Whitney parte duma simples consideração: nos 455 artigos que é possível encontrar no Google News e que têm como tema central o mea culpa do Fundo Monetário Internacional (FMI), nunca aparece o nome de Dominique Strauss-Kahn.

Esquisito? Sim, muito.

O FMI está arrependido. Admite que estava errado em 2010-2011, quando recomendou a austeridade para resolver os problemas económico-finenceiros. Admite que deveria ter esperado, pois as economias ocidentais ainda não estavam prontas para medidas de "lágrimas e sangue", antes deveriam der dado pelo menos alguns sinais de retoma.
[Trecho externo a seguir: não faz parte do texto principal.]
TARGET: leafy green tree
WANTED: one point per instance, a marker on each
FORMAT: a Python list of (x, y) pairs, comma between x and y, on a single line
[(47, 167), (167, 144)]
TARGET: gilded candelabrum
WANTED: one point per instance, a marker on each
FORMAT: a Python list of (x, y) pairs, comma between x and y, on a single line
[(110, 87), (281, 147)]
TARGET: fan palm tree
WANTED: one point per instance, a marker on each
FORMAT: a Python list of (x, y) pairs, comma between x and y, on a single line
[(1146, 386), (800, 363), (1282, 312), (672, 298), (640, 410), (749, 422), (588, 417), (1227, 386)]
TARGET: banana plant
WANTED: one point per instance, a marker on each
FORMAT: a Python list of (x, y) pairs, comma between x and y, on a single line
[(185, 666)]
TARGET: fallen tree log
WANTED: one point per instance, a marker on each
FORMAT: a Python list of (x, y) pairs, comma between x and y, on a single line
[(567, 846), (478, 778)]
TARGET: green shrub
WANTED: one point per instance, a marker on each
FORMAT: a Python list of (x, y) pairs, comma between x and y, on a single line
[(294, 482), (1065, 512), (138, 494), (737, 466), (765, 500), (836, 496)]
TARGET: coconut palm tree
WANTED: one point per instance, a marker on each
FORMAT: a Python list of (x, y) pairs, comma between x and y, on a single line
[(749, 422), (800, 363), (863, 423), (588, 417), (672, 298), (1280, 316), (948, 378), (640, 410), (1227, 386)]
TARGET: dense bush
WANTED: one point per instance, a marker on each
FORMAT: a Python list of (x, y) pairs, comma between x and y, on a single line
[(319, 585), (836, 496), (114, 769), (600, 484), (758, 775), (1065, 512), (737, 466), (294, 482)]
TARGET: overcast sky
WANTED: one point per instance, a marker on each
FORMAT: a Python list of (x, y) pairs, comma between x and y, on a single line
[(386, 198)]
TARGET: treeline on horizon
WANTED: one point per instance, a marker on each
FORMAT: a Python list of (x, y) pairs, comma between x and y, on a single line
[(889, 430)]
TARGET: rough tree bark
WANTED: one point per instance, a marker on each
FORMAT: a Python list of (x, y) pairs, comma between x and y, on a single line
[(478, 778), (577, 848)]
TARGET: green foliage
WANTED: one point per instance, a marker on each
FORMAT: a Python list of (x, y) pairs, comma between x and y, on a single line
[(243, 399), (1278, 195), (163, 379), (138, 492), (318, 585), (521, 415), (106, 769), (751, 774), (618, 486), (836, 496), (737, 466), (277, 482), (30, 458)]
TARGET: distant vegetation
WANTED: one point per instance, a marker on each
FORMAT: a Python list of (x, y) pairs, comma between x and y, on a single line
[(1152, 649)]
De acordo com o relatório publicado pela Divisão de Investigação do Gabinete de Avaliação Independente do FMI:
As recomendações do FMI sobre a consolidação fiscal provaram ser prematuras para todas as principais economias avançadas, como também é provado terem sido optimistas todas as suas projecções de crescimento [...] A combinação dessas políticas não só provou não ser totalmente eficaz na promoção da recuperação, mas também exacerbou os efeitos negativos.
Wow...foram precisos 3 anos mas afinal o FMI concorda com o blog: retirar sangue a quem sofre de hemorragia não é o melhor dos tratamentos. Nobel da Economia para o Max? Não, porque não era apenas Informação Incorrecta a dizer estas coisas, havia outros: Leitores, blogues, sites, economistas, políticos... então como é que o FMI ignorou todos os avisos e continuou com a política suicida?
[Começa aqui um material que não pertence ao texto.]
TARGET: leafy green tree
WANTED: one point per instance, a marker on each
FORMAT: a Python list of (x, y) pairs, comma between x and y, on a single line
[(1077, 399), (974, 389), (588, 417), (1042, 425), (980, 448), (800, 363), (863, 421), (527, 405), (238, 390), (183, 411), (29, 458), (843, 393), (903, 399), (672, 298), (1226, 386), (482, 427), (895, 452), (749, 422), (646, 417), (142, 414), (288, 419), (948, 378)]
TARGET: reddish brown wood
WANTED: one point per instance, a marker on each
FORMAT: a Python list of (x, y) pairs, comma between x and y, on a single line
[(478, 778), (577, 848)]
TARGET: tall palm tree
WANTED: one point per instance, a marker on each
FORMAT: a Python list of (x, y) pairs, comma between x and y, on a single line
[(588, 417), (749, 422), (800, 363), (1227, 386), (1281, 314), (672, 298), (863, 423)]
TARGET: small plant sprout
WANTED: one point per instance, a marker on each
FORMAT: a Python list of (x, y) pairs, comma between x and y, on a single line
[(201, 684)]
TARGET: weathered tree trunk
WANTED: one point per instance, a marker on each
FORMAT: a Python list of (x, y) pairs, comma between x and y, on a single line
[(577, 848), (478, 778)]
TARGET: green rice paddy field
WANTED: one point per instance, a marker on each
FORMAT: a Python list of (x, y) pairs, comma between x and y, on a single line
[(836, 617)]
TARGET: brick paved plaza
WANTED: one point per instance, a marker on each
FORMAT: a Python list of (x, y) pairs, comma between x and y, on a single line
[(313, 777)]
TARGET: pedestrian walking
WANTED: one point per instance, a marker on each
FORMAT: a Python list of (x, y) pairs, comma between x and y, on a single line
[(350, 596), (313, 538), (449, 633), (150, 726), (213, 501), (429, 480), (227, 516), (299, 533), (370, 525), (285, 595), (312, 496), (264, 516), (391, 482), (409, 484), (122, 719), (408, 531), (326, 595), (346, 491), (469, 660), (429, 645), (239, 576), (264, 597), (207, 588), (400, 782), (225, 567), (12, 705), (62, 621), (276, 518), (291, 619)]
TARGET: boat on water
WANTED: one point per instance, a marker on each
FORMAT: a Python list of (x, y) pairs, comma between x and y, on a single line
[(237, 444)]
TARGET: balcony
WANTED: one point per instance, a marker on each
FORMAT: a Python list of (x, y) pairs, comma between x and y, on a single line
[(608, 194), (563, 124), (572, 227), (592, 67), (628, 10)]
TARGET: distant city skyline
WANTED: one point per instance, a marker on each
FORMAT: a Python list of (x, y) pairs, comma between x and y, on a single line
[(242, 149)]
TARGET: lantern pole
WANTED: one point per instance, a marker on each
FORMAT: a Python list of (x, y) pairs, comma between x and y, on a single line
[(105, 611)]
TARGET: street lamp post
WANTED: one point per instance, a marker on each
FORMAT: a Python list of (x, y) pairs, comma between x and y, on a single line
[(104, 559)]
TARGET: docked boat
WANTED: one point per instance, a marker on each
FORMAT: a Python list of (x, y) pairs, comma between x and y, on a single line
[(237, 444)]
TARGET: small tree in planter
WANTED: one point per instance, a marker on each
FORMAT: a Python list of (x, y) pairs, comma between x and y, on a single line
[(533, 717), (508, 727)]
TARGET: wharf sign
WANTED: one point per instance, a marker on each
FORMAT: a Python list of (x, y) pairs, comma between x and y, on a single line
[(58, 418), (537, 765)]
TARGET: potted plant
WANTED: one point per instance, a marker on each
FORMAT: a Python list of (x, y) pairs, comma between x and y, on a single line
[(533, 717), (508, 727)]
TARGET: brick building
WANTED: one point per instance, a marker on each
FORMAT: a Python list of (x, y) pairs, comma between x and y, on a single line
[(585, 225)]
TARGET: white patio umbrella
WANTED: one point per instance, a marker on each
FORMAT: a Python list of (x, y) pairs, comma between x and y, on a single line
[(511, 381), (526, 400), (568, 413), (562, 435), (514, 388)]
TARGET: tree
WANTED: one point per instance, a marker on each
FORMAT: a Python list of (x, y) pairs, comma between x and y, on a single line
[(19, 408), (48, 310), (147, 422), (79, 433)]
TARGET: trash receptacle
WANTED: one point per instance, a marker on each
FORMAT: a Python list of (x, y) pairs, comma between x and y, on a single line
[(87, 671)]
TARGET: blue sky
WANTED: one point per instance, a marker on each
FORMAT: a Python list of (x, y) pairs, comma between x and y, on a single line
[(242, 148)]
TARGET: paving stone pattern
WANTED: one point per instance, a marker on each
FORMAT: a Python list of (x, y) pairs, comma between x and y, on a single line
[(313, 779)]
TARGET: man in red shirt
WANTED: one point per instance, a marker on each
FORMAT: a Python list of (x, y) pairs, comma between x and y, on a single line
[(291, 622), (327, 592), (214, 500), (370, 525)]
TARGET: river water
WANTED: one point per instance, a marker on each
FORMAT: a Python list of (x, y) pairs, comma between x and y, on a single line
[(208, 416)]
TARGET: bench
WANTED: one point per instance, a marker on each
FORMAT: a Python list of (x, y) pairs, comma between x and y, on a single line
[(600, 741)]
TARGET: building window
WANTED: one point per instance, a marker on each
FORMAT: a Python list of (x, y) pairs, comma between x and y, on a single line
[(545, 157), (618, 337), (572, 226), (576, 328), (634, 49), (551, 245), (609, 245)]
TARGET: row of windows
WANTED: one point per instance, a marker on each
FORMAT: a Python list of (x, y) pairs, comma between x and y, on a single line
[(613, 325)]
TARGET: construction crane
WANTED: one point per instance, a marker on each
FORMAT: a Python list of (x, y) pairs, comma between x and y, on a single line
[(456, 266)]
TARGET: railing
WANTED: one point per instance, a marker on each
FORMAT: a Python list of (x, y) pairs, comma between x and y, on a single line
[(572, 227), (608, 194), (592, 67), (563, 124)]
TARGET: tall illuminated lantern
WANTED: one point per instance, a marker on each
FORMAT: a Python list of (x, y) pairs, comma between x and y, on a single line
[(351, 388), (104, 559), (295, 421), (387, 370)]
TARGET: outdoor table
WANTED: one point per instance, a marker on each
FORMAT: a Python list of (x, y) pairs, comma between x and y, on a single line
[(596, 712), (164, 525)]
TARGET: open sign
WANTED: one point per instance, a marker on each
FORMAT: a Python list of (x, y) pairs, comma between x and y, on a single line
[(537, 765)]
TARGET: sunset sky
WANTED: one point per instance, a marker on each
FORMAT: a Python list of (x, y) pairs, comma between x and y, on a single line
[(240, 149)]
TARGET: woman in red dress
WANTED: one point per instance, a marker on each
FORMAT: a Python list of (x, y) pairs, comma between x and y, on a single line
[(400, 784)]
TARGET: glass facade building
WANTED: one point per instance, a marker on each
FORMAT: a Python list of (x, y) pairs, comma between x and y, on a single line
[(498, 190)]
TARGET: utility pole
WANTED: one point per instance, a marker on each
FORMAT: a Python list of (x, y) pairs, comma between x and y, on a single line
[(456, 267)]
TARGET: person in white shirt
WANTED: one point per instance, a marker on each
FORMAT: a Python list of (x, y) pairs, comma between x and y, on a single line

Simples: porque a política suicida era o verdadeiro objectivo.
E a admissão tardia do FMI é falsa, apenas uma maneira de fazer saber ao público que não era aquele o caminho. Fica sempre bem, sobretudo quando as previsões para os próximos tempos não são as melhores e o ranger do prédio começa a ser audível.

Tentamos ser sérios: mas alguém pensa que ninguém no FMI tinha previsto o actual cenário? Centenas de economistas não tinham intuído que empobrecer economias já empobrecidas teria dado torto?

Na verdade alguém do FMI tinha imaginado isso e costumava definir os apologistas da austeridade como furieux fous, loucos furioso. Este alguém era o Director do FMI em 2011: Dominique Strauss Khan.

Do ponto de vista dele, as medidas de choque impostas à Grécia e a outros Países europeus (Portugal!) com a crise da dívida soberana só iam provocar uma grave recessão económica e agitação social.

Foi exactamente o que aconteceu. Mas este foi apenas uma das consequências, como veremos mais à frente.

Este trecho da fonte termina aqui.